The twentieth century transformed nephrology from a descriptive to a life-saving specialty. Willem Kolff built the first practical artificial kidney during the Second World War, and Belding Scribner's shunt in 1960 made long-term dialysis possible, turning fatal kidney failure into a treatable chronic condition. The first successful kidney transplant between identical twins in 1954, followed by advances in immunosuppression, gave patients a route back to a life free of the machine. Modern nephrology now blends this heritage of physiology, pathology, and technology into a data-rich, quantitative discipline.
Topics at a Glance
| Topic | What You'll Learn | Key Concepts |
|---|---|---|
| Renal Physiology | How the nephron filters and processes blood to keep the body in balance | Glomerular filtration, tubular reabsorption, GFR, countercurrent mechanism |
| Acute Kidney Injury | How to spot and treat a sudden fall in kidney function | Pre-renal, intrinsic, post-renal causes; oliguria; KDIGO staging |
| Chronic Kidney Disease | How kidney function declines over time and how to slow it | eGFR staging, albuminuria, anaemia, renal bone disease |
| Glomerular Diseases | How inflammation and injury of the filter cause disease | Nephrotic vs nephritic syndrome, proteinuria, haematuria, biopsy patterns |
| Fluid, Electrolyte and Acid-Base Balance | How the kidney guards the body's internal environment | Sodium, potassium, calcium, acidosis, alkalosis, anion gap |
| Dialysis and Kidney Transplant | How lost kidney function is replaced | Haemodialysis, peritoneal dialysis, transplantation, immunosuppression |
Learning Path
Real-World Applications
- Adjusting drug doses for patients with reduced kidney function to avoid toxicity — a daily task on every hospital ward.
- Preventing contrast-induced kidney injury before CT scans and angiography.

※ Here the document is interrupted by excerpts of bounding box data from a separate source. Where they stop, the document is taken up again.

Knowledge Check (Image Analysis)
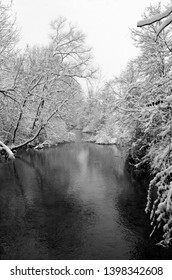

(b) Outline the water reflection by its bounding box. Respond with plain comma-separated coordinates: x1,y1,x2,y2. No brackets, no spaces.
0,143,171,259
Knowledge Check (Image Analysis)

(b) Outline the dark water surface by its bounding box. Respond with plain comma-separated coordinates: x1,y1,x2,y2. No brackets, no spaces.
0,143,172,260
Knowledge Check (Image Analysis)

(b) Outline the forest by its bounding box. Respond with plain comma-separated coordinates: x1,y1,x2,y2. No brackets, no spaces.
0,1,172,246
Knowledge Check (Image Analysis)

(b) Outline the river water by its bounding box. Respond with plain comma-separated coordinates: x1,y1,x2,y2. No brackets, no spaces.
0,143,172,260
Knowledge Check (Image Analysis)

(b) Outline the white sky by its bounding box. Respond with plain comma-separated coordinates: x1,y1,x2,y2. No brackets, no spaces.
11,0,169,79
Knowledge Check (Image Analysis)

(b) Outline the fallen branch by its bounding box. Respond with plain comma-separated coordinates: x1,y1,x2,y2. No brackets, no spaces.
0,141,15,159
11,125,45,151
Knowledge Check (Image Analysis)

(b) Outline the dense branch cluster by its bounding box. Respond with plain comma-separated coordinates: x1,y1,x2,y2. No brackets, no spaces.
0,2,96,156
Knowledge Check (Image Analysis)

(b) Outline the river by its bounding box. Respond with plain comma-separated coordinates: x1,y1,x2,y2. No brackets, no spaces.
0,143,172,260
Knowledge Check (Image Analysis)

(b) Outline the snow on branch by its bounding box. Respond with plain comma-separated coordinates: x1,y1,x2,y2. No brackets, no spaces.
137,7,172,27
137,7,172,37
156,14,172,37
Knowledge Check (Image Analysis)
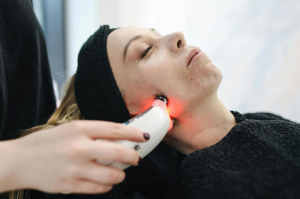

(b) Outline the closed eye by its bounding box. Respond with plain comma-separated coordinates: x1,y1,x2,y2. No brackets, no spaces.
141,44,153,59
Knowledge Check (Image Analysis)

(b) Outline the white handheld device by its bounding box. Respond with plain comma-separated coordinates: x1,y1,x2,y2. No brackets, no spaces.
97,96,173,170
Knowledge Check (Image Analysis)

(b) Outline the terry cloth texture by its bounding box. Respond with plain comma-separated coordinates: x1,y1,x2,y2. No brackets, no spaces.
0,0,56,140
75,25,130,123
30,143,179,199
0,0,56,198
180,112,300,199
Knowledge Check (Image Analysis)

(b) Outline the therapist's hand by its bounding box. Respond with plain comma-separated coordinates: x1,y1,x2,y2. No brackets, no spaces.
0,121,149,193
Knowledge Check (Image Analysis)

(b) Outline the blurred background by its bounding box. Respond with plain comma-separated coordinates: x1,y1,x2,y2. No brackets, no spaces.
33,0,300,122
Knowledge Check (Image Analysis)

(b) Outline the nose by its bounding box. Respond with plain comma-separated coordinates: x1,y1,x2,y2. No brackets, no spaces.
167,32,186,53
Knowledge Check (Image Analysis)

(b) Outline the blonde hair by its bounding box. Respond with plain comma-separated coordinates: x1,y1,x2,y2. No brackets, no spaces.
9,75,84,199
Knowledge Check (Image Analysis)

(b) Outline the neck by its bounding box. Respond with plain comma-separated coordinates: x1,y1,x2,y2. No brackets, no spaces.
165,95,236,155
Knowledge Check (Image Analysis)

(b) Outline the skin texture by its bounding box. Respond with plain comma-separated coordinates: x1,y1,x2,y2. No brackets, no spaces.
0,121,151,193
107,27,235,154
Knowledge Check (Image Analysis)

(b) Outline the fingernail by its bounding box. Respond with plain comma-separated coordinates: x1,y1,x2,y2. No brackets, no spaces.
144,133,150,140
138,157,142,165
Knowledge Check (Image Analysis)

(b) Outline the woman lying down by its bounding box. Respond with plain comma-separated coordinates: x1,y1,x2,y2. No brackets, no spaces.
10,25,300,199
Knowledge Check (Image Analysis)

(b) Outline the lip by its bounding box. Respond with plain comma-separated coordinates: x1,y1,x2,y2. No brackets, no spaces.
187,47,202,67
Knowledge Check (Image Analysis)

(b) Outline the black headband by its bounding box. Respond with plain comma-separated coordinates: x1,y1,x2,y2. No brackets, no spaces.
75,25,130,123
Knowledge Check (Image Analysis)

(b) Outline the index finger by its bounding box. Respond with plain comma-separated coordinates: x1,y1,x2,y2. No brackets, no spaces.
68,121,150,142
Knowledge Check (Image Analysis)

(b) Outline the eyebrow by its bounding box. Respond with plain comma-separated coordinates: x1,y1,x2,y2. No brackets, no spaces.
124,28,155,61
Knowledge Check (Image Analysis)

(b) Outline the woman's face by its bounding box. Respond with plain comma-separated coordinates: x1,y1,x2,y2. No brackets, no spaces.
107,27,222,119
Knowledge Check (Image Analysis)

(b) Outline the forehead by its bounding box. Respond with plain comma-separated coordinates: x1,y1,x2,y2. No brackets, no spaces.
107,27,155,52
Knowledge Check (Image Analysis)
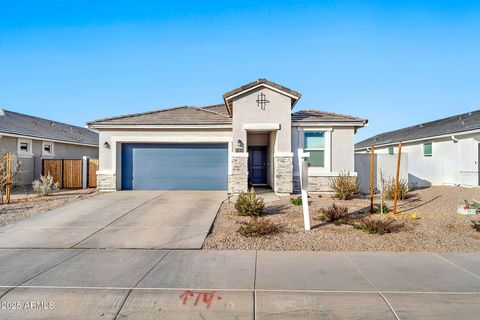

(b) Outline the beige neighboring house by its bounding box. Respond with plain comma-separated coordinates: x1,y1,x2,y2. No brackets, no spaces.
88,79,367,194
0,108,98,185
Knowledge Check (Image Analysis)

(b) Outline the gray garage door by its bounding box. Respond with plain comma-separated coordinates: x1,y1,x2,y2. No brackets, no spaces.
122,144,228,190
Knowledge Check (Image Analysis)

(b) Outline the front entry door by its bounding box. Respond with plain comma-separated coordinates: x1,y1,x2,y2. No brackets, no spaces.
248,147,268,185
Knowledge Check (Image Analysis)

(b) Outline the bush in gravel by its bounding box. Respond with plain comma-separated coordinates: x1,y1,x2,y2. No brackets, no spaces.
383,177,410,200
290,196,302,206
235,188,265,217
472,220,480,232
32,174,60,196
375,202,390,214
238,218,281,237
330,171,360,200
355,217,404,234
320,203,351,225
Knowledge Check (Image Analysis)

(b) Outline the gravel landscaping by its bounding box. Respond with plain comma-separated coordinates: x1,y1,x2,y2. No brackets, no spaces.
0,189,96,226
204,187,480,252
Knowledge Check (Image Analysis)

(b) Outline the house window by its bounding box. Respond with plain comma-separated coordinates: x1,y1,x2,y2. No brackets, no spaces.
304,132,325,168
42,141,54,156
423,143,433,157
17,139,32,156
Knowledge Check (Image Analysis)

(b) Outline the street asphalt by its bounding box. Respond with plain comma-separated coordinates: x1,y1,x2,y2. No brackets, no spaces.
0,249,480,320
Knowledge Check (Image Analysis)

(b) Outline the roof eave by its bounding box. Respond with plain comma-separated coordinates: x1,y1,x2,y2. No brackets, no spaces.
89,123,232,129
355,129,480,151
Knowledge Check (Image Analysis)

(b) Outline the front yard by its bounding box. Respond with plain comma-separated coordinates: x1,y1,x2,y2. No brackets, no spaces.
204,187,480,252
0,189,96,226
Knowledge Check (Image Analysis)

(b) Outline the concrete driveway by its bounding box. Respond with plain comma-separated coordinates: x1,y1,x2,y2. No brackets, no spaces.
0,191,226,249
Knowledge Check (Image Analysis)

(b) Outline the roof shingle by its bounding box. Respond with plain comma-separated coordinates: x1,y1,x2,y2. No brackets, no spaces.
88,106,232,125
0,109,98,146
355,110,480,149
292,110,368,123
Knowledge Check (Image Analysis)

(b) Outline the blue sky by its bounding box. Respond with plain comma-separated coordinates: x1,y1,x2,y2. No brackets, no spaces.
0,0,480,141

- Managing dangerously high potassium in emergency departments to prevent cardiac arrest.
- Slowing the progression of diabetic and hypertensive kidney disease with blood-pressure and glucose control and modern kidney-protective medicines.
- Running dialysis programmes and coordinating transplant work-ups that give patients years of extra life.
- Interpreting urine and blood results in critical care, where acute kidney injury signals worsening illness.
Key Terms
| Term | Definition | Related Concept |
|---|---|---|
| Glomerular Filtration Rate (GFR) | The volume of blood filtered by the kidneys per minute; the core measure of kidney function | Renal physiology, CKD staging |
| Nephron | The functional filtering unit of the kidney, about a million per kidney | Renal physiology |
| Proteinuria | Abnormal protein loss in the urine, a marker of glomerular damage | Glomerular diseases |
| Uraemia | The toxic syndrome from accumulation of waste products in kidney failure | AKI, CKD |
| Oliguria | Reduced urine output, often less than 400 mL per day | Acute kidney injury |
| Hyperkalaemia | A high blood potassium level that can be life-threatening | Electrolyte balance |
| Dialysis | Artificial removal of wastes and excess fluid from the blood | Renal replacement therapy |
| Anion Gap | A calculated value used to classify metabolic acidosis | Acid-base balance |
Quick Revision
- The kidney does far more than make urine: it controls fluid, electrolytes, pH, blood pressure, red-cell production, and vitamin D.
- GFR is the single most important number in nephrology; it stages CKD and guides drug dosing.
- AKI is sudden and often reversible; CKD is slow and staged — but the two overlap and interact.
- Glomerular disease presents as nephrotic (heavy protein) or nephritic (blood and inflammation) syndromes.
- Potassium and acid-base disturbances are the emergencies that most often demand immediate action.
- When kidneys fail completely, dialysis and transplantation replace their function — transplantation offering the better long-term outcome.